- Classification: Protestant
- Orientation: Calvinist; Mainline; Charismatic and Evangelical minorities
- Polity: Presbyterian
- Associations: World Communion of Reformed Churches,
- Region: Brazil
- Founder: Rev. Eduardo Carlos Pereira
- Origin: July 31st, 1903 São Paulo
- Separated from: Presbyterian Church of Brazil
- Separations: Conservative Presbyterian Church in Brazil; Renewed Presbyterian Church in Brazil
- Congregations: 546 (2012)
- Members: 85,108 (2012)

= Independent Presbyterian Church of Brazil =

The Independent Presbyterian Church of Brazil (in Portuguese: Igreja Presbiteriana Independente do Brasil, IPIB) is a Mainline Protestant Christian denomination in Brazil. Part of the Reformed family of Protestantism, it is the second oldest Presbyterian denomination in the country, had an estimated 74.224 members, 693 ordained ministers and 510 churches in 2009. In 2012 the church had more than 85,000 members and 546 congregations. It was founded by Brazilian minister Rev. Eduardo Carlos Pereira and a group of six other ministers and their churches, who split from the Presbyterian Church of Brazil over a number of political and ecclesiastical controversies.

== History ==
The causes which led to the creation of the Independent Presbyterian Church go back to the final years of the 19th century. The number of Brazilian ministers in activity in the Presbyterian Church of Brazil was rising since the foundation of the Seminary, and these native ministers began resenting the influence of the missionaries from both American churches, which was still largely felt even after the Brazilian Synod was constituted in 1888.

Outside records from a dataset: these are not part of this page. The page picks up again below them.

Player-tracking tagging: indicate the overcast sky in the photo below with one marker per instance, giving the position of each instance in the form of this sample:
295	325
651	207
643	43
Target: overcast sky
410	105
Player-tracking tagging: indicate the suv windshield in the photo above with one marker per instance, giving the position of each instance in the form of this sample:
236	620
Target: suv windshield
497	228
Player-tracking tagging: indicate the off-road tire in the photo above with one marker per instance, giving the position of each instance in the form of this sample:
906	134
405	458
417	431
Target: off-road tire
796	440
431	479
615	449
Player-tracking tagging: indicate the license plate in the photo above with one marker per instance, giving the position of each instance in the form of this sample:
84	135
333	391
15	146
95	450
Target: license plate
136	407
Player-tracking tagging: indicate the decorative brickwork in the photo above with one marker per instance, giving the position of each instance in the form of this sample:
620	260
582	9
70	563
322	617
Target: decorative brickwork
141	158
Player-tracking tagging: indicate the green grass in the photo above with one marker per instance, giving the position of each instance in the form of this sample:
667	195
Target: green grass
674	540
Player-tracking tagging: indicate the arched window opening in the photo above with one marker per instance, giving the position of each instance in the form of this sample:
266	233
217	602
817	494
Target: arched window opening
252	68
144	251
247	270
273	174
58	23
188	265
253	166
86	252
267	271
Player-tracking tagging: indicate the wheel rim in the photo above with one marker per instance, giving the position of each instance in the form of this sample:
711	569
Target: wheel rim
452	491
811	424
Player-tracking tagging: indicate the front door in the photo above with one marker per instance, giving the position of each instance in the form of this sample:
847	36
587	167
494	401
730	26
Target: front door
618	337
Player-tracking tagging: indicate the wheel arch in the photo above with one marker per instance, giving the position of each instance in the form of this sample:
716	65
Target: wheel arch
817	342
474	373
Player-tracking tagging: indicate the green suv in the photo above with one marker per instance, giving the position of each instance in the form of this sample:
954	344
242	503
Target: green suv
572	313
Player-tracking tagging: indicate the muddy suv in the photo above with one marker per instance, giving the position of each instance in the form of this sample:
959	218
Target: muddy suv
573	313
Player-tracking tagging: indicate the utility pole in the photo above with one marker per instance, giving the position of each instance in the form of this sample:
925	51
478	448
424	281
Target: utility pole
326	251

In 1893, Rev. Eduardo Carlos Pereira, pastor of the First Presbyterian Church of São Paulo, founded a newspaper, O Estandarte, in which he advocated his views for a truly national, independent church. He met opposition in Rev. Álvaro Reis, pastor of the Presbyterian Church of Rio de Janeiro, who, in 1899, founded O Puritano, where he often debated Pereira's more exalted views.

In March 1902, Pereira published a five-point Platform, adapted from a speech he delivered in the Seminary in 1900, demanding:

1. The spiritual independence and absolute sovereignty of the Presbyterian Church of Brazil;
2. The withdrawal of all foreign missionaries from Brazilian presbyteries;
3. An official declaration of incompatibility between Freemasonry and the Gospel of the Lord Jesus Christ;
4. The conversion of all National Missions in Presbyterial Missions or the granting of autonomy to the presbyteries for the evangelisation of their territories;
5. Systematised education of the children of the Church, by the Church and for the Church.

The latter point being a direct reaction to the missionaries' policy of indirect evangelisation of children through Mackenzie College (currently, Mackenzie Presbyterian University) and other non-confessional schools, which was cause for great attrition between Pereira and the American schoolmasters, Horace M. Lane and William A. Waddell.

In July 1903, during the Synod's Ordinary Meeting, when Pereira's overture on Freemasonry was defeated for the second time, and after a heated debate, he, along with another six ministers and eleven ruling elders, left the building and went on foot to the First Church, where a service was being held. Tradition has it that, when his party arrived to the church, during a moment of intercessory prayer, one of them began singing Daniel W. Whittle's gospel song "Banner of the Cross" and was enthusiastically joined by colleagues and then by the entire congregation. The hymn was adopted as IPIB's official hymn.